- What are the primary and secondary hooks?/ what do we see first and second?
“Modern” and “Times” stick out first to me. Modern is in its own typeface making it stand out and times makes me think of Times New Roman.
- Count the levels of type. / Size / Weight / italics
There’s (about) 6 from a size level. The title, the heading, the opening line, headers, body text, and the bottom text. You could argue that the Y below it all is it’s own, but its the same as in Symposium.
When considering weight and italics, there too many. I’m not counting them all. They’re part of the body.
- Discuss how it navigates. / eye travels without getting stuck
It’s built like an article; a very readable top to bottom, left to right.
- What aspect of it creates energy? / Design is exciting to view
It’s a very wild piece contained within strict rules.
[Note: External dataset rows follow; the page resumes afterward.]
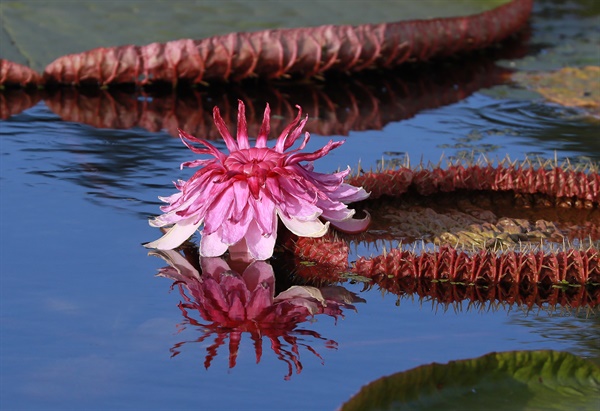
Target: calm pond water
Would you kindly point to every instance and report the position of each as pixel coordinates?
(85, 324)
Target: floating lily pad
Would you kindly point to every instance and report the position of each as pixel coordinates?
(570, 86)
(35, 33)
(518, 380)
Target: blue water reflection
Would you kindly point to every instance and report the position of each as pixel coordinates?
(84, 325)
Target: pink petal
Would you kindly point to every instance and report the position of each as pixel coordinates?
(210, 149)
(298, 157)
(290, 133)
(242, 136)
(175, 236)
(239, 252)
(263, 134)
(222, 127)
(213, 266)
(314, 228)
(219, 211)
(260, 247)
(264, 214)
(234, 231)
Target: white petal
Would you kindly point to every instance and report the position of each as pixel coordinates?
(353, 225)
(260, 247)
(175, 236)
(212, 245)
(314, 228)
(178, 262)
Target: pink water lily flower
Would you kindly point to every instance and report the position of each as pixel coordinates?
(238, 198)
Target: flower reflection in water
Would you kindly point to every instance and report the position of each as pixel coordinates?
(235, 297)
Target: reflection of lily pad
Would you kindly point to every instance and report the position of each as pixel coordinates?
(570, 86)
(519, 380)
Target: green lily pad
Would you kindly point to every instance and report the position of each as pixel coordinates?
(569, 86)
(518, 380)
(35, 33)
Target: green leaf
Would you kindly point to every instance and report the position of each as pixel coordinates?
(517, 380)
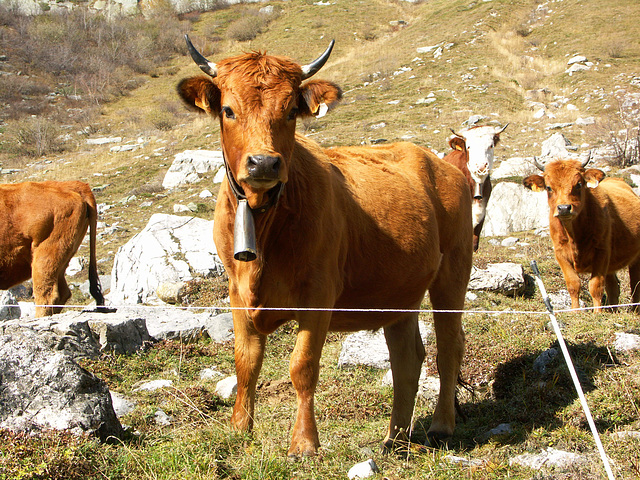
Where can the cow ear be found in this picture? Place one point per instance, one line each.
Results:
(593, 176)
(317, 97)
(457, 143)
(534, 182)
(200, 93)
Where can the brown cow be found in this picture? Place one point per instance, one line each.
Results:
(41, 227)
(353, 228)
(473, 155)
(594, 226)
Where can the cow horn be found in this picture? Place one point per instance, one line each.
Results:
(498, 132)
(312, 68)
(538, 164)
(205, 65)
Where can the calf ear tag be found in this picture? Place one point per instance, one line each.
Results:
(322, 110)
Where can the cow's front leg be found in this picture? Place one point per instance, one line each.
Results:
(304, 369)
(572, 280)
(249, 353)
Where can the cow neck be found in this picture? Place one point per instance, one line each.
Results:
(273, 195)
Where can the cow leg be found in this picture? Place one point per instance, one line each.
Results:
(572, 280)
(249, 354)
(612, 287)
(447, 293)
(406, 352)
(634, 281)
(596, 289)
(304, 369)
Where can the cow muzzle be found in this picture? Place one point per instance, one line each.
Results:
(564, 211)
(263, 170)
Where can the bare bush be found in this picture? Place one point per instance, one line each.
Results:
(34, 136)
(247, 27)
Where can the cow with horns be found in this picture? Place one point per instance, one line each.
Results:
(338, 239)
(594, 223)
(41, 228)
(473, 155)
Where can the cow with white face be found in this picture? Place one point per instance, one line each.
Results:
(473, 155)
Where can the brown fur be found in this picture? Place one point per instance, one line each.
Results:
(42, 226)
(356, 228)
(600, 233)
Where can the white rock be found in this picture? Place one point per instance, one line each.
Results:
(188, 166)
(169, 249)
(121, 404)
(626, 342)
(370, 348)
(75, 266)
(154, 385)
(227, 388)
(577, 59)
(514, 208)
(364, 469)
(549, 458)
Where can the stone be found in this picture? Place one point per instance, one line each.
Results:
(365, 469)
(626, 342)
(370, 348)
(9, 306)
(227, 387)
(169, 249)
(189, 166)
(514, 208)
(506, 278)
(550, 457)
(171, 292)
(44, 388)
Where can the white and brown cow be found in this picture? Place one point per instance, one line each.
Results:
(473, 155)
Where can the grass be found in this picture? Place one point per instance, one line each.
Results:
(500, 52)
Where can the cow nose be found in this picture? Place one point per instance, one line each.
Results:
(263, 166)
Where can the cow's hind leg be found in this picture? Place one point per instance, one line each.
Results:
(406, 352)
(447, 293)
(612, 287)
(634, 281)
(304, 369)
(249, 354)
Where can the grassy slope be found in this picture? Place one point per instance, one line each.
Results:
(352, 408)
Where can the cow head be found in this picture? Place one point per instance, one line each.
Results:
(257, 99)
(478, 143)
(566, 182)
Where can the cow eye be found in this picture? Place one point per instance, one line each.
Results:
(228, 113)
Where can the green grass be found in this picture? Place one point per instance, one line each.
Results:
(508, 49)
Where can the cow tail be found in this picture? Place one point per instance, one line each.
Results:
(94, 281)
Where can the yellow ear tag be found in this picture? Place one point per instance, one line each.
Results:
(322, 110)
(203, 104)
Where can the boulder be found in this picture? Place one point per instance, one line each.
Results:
(505, 278)
(44, 388)
(514, 208)
(370, 348)
(189, 166)
(171, 249)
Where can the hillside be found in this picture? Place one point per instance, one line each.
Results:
(409, 71)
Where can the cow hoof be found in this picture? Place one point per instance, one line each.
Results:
(437, 440)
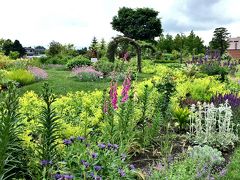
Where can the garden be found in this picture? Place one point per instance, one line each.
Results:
(135, 113)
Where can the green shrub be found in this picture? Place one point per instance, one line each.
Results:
(23, 77)
(104, 66)
(212, 125)
(78, 61)
(214, 69)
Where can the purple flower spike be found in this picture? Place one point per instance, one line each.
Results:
(121, 172)
(123, 157)
(101, 146)
(67, 142)
(94, 155)
(97, 168)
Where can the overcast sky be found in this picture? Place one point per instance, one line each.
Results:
(38, 22)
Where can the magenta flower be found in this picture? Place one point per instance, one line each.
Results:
(126, 88)
(113, 95)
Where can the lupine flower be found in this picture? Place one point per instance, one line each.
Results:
(101, 146)
(126, 88)
(113, 95)
(97, 168)
(38, 73)
(68, 176)
(81, 138)
(67, 142)
(132, 167)
(94, 155)
(121, 172)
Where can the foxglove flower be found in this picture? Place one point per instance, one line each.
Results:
(114, 95)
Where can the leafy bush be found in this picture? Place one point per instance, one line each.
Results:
(10, 129)
(212, 125)
(181, 116)
(104, 66)
(198, 164)
(214, 69)
(96, 160)
(86, 73)
(200, 89)
(38, 73)
(78, 61)
(23, 77)
(234, 102)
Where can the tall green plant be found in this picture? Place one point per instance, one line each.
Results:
(10, 128)
(49, 128)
The shapes and spaces are very meticulous and defined, but within that space, the type gets to go crazy with different weights and typefaces.
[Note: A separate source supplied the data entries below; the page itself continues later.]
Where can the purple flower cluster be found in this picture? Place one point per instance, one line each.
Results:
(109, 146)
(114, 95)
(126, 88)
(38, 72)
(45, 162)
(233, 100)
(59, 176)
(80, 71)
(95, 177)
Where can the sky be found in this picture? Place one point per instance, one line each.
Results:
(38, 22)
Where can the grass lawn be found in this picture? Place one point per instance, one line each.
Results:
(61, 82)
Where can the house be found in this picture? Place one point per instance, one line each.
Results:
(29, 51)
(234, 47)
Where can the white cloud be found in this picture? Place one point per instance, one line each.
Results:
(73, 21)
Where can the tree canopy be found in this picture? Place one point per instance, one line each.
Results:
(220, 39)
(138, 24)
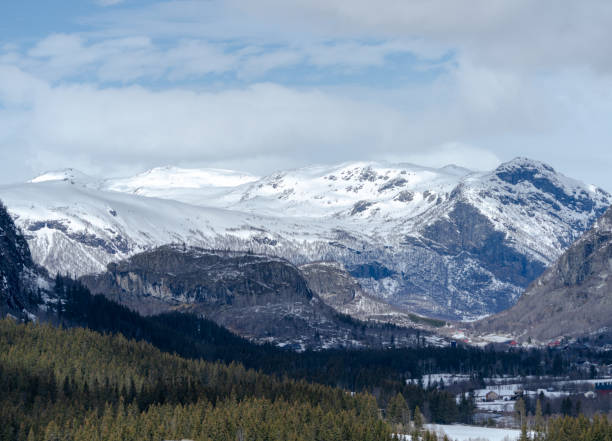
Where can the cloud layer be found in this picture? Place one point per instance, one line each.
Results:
(264, 85)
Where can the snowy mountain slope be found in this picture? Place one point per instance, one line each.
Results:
(74, 228)
(445, 242)
(192, 186)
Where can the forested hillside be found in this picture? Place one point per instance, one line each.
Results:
(79, 385)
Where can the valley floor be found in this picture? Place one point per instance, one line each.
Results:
(458, 432)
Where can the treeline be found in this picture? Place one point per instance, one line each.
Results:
(380, 373)
(76, 384)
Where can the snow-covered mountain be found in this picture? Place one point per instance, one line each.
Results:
(446, 242)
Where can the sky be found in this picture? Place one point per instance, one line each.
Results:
(114, 87)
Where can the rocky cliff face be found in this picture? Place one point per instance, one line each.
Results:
(340, 290)
(260, 297)
(445, 242)
(572, 298)
(17, 270)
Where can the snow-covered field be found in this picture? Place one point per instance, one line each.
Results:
(458, 432)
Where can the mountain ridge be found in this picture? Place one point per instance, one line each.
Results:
(443, 242)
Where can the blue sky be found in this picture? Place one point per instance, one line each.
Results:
(115, 87)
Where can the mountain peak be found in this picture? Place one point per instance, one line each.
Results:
(66, 174)
(524, 163)
(177, 177)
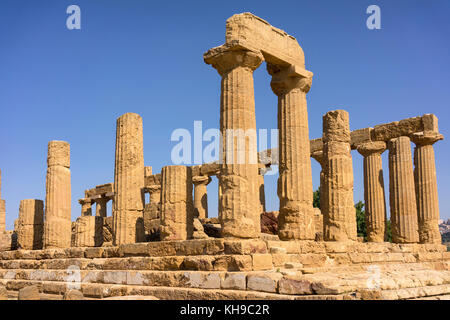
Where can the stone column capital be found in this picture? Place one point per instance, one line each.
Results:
(374, 147)
(225, 59)
(285, 79)
(426, 138)
(318, 156)
(198, 180)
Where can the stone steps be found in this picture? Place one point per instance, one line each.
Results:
(429, 292)
(284, 282)
(99, 291)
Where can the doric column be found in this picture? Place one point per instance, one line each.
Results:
(177, 210)
(128, 205)
(426, 186)
(57, 225)
(2, 208)
(339, 217)
(86, 206)
(155, 194)
(402, 197)
(89, 231)
(238, 177)
(200, 196)
(261, 191)
(318, 156)
(101, 207)
(296, 218)
(147, 171)
(30, 225)
(374, 198)
(2, 215)
(152, 210)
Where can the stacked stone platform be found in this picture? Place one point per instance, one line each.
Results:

- How does it handle white space? / effective structural space
The white space keeps the piece deceptively simple. The type is all the decoration it needs. If a space is blank, it gets to be blank.
- What makes it work? / overall impression and how it achieves impact
It works really well for being to simple at first glance. I don’t get scared away by all the words, so I actually go in to read it. After that, I get to notice all the fun type treatments within.